So the function has $r = \sqrt[3]{R}$ as a zero for any positive real number R.
$$g(x) = 1/x^2 − x/R $$ Determine derivatives: $$g'(x)= -2/x^3 -1/R$$ $$g''(x)= 6/x^4$$
So I get for newtons iteration: $$x_{n+1} = 3Rx_{n}/(2R+ x_{n}^3)$$
Now this is some explanation i got but I dont follow.
Convergence analysis: consider $x > 0$ only. The function $g(x) $is monotone decreasing, convex diverging to $−∞$ when $x → ∞$. If $0 < x_{n} < r$, then $g(x_{n}) > 0$. Because of the decreasing convex properties, $x_{n} < x_{n+1} < r$, and from this $x_{n} → r$. Calculus shows that $x_{0} > r ⇒ 0 < x_{1} < r.$
Thus, convergence for all $x > 0.$
That the function $g$ is strictly convex implies that the tangents are all below the graph of the function.

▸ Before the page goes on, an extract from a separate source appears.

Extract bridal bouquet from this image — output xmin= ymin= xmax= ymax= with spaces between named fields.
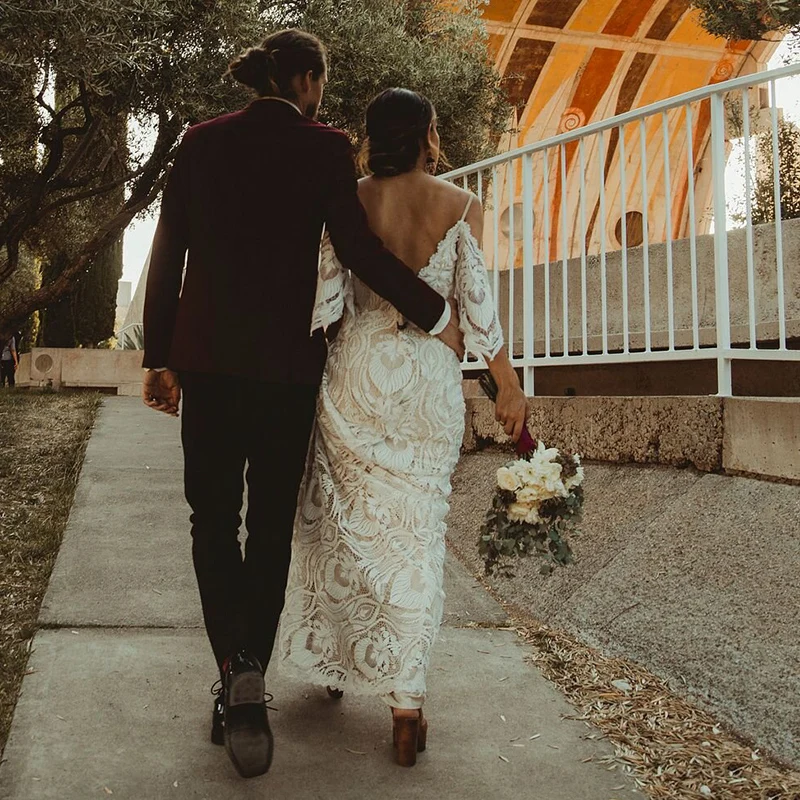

This in particular means that where the tangent $t_k$ at $x_k$, $$t_k(x)=g(x_k)+g'(x_k)(x-x_k)\le g(x),$$ has its root $x_{k+1}$, the function value is positive, $g(x_{k+1})>t_k(x_{k+1})=0$. So if you start at a point $x_0<r$ where the function $g$ is positive, then the Newton iterate $x_1$ will lie between this point and the root, giving monotonicity.
If $x_0>r>0$, then the Newton step formula shows that the tangent root $x_1=\frac{3Rx_0}{2R+x_0^3}$ is positive, from the convexity it follows that the function value $g(x_1)$ has to be positive, which implies $x_1<r$.